The other reason for performance differences could be the use of Chou-Fasman parameters [13]. These parameters are independent of the context in which they are used. Hence, a residue will have the same parameters irrespective of its neighboring residues, the overall composition of the protein chain and the position at which it is found in the chain.

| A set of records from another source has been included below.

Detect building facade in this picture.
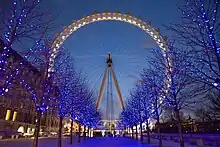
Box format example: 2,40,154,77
0,47,59,134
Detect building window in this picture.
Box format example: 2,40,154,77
12,111,18,121
5,109,11,120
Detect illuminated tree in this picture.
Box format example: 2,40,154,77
139,67,164,147
0,0,52,96
167,0,220,91
150,40,204,147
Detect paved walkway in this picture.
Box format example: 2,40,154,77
0,137,150,147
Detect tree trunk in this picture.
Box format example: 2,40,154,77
70,118,73,144
135,125,138,140
175,110,185,147
83,126,86,140
78,124,81,142
58,117,63,147
157,116,162,147
146,120,150,144
33,111,41,147
131,127,134,139
140,122,143,142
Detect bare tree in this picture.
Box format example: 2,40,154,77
0,0,54,95
167,0,220,90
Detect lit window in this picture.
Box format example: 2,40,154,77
5,109,11,120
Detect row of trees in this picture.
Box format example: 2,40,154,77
0,0,100,147
121,0,220,147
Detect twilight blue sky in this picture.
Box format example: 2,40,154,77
46,0,184,119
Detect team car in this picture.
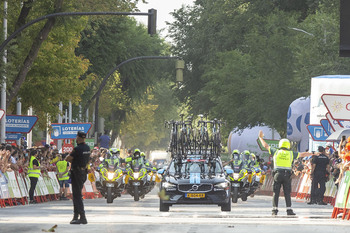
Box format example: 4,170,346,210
158,155,231,212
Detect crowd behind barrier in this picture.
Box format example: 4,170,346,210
0,144,132,207
0,139,350,220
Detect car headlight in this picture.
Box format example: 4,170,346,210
107,172,114,180
214,182,230,189
233,173,241,180
162,182,176,189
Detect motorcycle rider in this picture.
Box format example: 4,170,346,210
250,153,260,168
125,149,144,170
223,149,244,170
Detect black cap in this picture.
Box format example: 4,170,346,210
77,131,86,138
318,146,324,152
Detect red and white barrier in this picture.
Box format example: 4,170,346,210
0,171,101,208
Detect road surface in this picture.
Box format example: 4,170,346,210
0,190,350,233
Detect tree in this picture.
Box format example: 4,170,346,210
0,0,144,127
170,0,349,135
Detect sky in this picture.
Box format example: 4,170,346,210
136,0,195,40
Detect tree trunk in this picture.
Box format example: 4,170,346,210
15,0,34,31
6,0,63,109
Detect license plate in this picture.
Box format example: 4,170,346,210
186,193,205,198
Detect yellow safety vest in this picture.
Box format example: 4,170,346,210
273,150,293,170
28,156,41,178
56,161,69,180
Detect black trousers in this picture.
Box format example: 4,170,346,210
70,169,87,214
272,170,292,208
29,177,38,201
310,173,326,202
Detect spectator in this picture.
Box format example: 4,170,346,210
56,154,69,200
99,130,111,149
28,150,40,204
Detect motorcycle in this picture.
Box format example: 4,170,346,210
125,166,147,201
227,166,250,203
146,168,158,194
96,166,124,203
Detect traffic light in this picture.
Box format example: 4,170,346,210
339,0,350,57
148,8,157,36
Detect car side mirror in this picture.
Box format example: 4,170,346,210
157,169,165,175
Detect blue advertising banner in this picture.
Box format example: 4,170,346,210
51,123,92,139
6,115,38,133
6,133,22,141
307,125,328,141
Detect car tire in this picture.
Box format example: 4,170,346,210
159,199,169,212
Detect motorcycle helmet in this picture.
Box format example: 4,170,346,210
250,153,256,160
109,148,120,155
278,138,290,149
134,149,141,158
232,149,239,160
243,150,250,160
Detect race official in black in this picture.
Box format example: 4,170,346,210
307,146,330,205
66,131,90,224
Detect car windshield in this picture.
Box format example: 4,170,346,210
168,159,223,175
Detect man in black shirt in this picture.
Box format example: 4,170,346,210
66,131,90,224
308,146,329,205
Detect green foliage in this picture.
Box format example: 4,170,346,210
121,80,178,151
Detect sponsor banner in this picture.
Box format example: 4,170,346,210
6,133,22,141
256,138,279,151
335,171,350,208
306,125,328,141
6,115,38,133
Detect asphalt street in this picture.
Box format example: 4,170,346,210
0,189,350,233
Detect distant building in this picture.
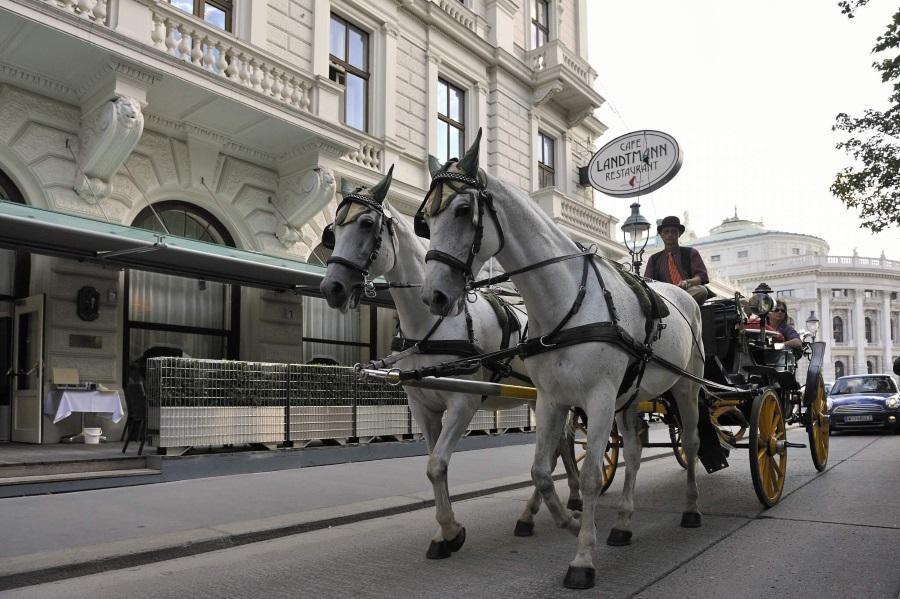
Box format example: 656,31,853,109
687,213,900,380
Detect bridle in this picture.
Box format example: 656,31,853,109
413,163,505,291
322,193,396,298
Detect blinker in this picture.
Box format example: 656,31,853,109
322,223,334,250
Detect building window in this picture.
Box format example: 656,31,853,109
538,132,556,189
531,0,550,48
328,15,369,131
831,316,844,343
437,79,466,162
123,201,241,377
169,0,234,31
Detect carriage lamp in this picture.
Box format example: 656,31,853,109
806,310,819,339
747,283,775,316
622,202,650,275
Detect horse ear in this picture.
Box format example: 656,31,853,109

A possible improvement in the method could be made if the preliminary assignment of propensities is done on the basis of additional information from the whole protein chain. For example, the algorithm PSIPRED [14] outputs the individual probabilities for the residues to adopt a particular secondary conformation (H, B or C). These probabilities could be assigned as the initial propensities, and then the cellular automaton may improve upon the results of the PSIPRED algorithm.
The simple function of MAX(H,B,C), which interprets the secondary conformation of a residue based on its propensities, could also be replaced by a more efficient function. Functions for such purpose can be evolved using Genetic Programming [15].
Cellular automata make use of local interactions to simulate global and decentralized phenomena. In this work we demonstrate their applicability to the problem of protein folding, which is related in nature because of residue interactions which are initially local, but still governed by global energetic considerations. Our method, despite its simplicity, shows a Q3 performance of 58.21% on the RS126 dataset and a value of 56.51% on the more comprehensive CB513 dataset. Those values are achieved without employing any auxiliary information. Compared to the GOR IV algorithm, which in turn represents an improvement over the original Chou-Fasman algorithm, superior performance is observed (the GOR IV algorithm shows a performance of 53.3% for the Q3 value). Thus, we demonstrate a simple algorithm for the prediction of protein secondary structure which at the same time shows similarities to the phenomenon attempted to model in its underlying structure.
The authors would like to thank the P53 Knowledgebase team at the Bioinformatics Institute, Singapore, and the two anonymous reviewers for their valuable comments. Andreas Bender thanks the Education Office of the Novartis Institutes for BioMedical Research, Inc. for a postdoctoral fellowship.